Malgré un communiqué du ministre de la sécurité et de la protection civile de même Yark Damehane et son collègue de l’administration territoriale Gilbert Bawara interdisant la continuation des manifestations, le CST et la CAEC veulent « braver l’interdit ». Ils appellent leurs militants et sympathisants à répondre massivement à la marche.

En effet, les deux départements ministériels disent avoir noté des dérapages et débordements à la suite de la manifestation du premier jour où disent-ils, « un groupe d’environ 440 s’est dirigé au palais de justice où se tenait le procès des étudiants transférés à la prison civile de Lomé le mercredi 15 mai 2013 pour trouble à l’ordre public et violences volontaires sur le campus universitaire de Lomé ».
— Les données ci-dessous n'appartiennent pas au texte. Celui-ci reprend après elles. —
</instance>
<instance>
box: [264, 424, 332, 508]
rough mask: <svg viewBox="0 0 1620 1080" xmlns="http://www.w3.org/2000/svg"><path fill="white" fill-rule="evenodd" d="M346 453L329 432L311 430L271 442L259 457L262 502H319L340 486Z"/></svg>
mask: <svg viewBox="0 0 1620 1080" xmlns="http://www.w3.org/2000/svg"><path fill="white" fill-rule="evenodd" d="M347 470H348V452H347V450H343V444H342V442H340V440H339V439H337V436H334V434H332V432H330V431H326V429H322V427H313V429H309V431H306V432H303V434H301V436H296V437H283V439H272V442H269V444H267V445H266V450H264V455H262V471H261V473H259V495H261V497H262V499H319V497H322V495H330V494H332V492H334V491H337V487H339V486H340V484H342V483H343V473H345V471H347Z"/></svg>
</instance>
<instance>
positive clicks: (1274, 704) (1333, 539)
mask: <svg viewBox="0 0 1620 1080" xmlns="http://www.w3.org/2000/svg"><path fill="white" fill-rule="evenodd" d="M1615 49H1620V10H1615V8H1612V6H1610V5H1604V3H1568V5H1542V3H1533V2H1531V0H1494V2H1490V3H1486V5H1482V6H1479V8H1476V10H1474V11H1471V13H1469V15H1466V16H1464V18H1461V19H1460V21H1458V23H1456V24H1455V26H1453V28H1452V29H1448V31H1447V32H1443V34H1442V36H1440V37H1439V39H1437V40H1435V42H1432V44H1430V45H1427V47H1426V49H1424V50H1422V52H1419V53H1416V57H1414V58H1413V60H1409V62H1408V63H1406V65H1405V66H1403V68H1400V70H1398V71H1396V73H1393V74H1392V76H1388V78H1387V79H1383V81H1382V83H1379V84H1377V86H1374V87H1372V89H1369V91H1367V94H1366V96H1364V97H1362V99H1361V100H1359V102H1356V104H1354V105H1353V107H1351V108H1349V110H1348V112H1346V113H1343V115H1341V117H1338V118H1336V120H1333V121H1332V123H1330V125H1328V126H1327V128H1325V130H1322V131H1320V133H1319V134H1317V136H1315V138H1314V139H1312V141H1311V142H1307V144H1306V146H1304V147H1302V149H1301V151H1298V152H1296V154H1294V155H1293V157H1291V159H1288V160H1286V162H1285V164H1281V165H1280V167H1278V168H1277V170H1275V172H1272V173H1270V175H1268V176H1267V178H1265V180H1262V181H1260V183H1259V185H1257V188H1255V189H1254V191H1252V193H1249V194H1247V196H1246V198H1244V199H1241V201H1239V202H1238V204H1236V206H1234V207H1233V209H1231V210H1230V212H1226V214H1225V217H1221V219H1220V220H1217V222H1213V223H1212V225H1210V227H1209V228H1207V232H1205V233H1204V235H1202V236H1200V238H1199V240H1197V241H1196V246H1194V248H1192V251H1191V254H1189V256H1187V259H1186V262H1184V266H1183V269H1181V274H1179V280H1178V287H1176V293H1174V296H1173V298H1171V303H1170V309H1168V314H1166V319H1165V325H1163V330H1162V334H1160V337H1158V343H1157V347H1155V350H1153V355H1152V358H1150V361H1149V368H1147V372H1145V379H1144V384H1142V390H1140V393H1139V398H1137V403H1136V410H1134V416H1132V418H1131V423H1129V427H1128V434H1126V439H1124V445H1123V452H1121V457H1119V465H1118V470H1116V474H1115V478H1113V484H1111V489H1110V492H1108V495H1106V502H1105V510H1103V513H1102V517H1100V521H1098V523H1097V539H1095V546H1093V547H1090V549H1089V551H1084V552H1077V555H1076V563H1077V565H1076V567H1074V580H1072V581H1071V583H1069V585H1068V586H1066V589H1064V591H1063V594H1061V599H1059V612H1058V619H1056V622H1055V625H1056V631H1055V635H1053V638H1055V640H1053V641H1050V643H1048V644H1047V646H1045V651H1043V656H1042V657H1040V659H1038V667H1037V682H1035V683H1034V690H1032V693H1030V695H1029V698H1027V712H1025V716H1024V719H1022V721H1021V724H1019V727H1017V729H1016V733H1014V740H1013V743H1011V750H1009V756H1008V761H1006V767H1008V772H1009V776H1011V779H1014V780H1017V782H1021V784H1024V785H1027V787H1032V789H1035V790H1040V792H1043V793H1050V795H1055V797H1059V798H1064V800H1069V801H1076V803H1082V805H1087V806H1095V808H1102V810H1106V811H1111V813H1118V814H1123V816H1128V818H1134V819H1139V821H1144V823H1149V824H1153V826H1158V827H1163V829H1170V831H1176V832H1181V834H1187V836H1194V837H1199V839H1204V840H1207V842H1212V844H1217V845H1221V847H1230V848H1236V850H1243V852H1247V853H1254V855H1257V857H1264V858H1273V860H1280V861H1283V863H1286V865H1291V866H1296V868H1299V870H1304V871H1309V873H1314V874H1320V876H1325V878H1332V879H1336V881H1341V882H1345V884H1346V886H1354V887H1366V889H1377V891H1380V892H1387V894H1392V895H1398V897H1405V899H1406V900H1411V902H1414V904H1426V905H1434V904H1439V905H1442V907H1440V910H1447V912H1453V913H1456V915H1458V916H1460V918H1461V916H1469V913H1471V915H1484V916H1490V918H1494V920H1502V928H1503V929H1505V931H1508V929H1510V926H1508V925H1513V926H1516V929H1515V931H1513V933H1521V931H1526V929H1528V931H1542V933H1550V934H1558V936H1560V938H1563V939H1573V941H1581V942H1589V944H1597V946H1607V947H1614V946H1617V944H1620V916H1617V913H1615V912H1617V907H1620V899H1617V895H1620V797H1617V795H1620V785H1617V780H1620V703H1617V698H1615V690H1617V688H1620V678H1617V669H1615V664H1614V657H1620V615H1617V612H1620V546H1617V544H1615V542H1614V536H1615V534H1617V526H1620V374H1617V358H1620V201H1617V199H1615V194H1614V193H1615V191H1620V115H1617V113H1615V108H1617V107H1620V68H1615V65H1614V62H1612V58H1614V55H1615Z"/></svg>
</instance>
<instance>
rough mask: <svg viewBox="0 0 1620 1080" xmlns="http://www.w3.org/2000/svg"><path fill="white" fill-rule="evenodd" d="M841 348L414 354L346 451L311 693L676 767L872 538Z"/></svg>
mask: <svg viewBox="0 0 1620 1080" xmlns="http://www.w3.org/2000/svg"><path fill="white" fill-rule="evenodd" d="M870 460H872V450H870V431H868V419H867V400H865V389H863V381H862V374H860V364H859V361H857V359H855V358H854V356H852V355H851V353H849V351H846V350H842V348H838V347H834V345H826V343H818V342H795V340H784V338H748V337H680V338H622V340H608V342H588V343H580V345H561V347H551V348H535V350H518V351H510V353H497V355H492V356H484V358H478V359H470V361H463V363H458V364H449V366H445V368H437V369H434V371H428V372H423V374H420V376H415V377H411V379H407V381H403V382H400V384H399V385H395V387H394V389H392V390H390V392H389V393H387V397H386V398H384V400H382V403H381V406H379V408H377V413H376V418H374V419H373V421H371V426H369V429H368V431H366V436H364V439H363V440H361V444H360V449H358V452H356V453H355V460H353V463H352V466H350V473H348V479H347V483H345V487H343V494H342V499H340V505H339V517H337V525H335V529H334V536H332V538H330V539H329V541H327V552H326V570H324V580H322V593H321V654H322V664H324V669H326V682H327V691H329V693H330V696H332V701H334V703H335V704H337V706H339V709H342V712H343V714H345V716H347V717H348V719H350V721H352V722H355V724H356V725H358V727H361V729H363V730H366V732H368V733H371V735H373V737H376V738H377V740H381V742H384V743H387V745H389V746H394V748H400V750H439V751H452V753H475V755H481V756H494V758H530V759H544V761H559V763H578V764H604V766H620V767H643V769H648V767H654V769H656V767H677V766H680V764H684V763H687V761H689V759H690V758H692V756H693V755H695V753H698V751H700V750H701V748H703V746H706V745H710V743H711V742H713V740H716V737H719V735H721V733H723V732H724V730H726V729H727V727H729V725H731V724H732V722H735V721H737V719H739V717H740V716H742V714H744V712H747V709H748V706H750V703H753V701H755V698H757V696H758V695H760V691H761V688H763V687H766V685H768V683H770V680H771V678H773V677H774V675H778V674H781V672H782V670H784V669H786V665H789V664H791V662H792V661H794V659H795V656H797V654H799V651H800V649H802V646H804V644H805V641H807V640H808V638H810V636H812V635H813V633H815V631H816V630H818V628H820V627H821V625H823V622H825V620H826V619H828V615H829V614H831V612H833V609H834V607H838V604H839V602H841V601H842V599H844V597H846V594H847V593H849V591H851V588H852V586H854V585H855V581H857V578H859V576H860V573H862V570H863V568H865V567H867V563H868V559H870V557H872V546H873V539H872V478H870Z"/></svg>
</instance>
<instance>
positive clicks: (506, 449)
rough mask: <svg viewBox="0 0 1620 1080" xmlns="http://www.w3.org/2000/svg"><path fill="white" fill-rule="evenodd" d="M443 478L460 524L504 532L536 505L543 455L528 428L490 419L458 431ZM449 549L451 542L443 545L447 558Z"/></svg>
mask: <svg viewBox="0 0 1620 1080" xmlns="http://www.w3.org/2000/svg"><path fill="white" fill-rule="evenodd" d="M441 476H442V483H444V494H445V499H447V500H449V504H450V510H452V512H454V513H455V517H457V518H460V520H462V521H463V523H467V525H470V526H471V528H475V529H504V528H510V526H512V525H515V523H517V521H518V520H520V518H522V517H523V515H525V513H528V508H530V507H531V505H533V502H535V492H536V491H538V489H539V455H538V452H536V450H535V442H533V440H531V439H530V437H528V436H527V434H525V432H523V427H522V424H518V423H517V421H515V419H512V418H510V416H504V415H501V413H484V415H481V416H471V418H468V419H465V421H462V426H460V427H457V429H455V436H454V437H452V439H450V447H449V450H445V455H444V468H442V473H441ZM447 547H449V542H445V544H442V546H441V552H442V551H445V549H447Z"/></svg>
Les Ministres Yark et Bawara disent donc noter après l’intervention des forces de sécurité plusieurs dégâts des suites des dérapages et débordements des manifestants « surexcités et incontrôlés ». Sur cette base et s’appuyant disent-ils, sur la loi fixant les conditions d’exercice de la liberté de réunion les deux ministres interdisent les manifestations du 22 et du 23 Mai du Collectif et de la Coalition. « Les forces de sécurité ont reçu des instructions fermes de faire respecter cette injonction pour préserver la paix civile et l’ordre public », ont-ils précisé dans un communiqué conjoint. Et dans cette perspective, les attroupements ont été empêchés au lieu de départ de la marche ce 22 mai.

Mais du côté du Collectif Sauvons le Togo et la Coalition Arc-en-ciel disent ne pas rebrousser chemin car martèlent-ils, un communiqué n’a pas force de loi et n’offre aucune possibilité de recours.

A en croire Isabelle Manavi Améganvi du CST l’ittinéraire n’a pas changé. Joint au téléphone, elle indique que les manifestants devront se retrouver en face du Foyer Pie XII où devra démarrer la marche, passer par Déckon et aboutir à la place de l’indépendance.

Un bras de fer est entamé, les grenades lacrymogènes pourraient bien pleuvoir.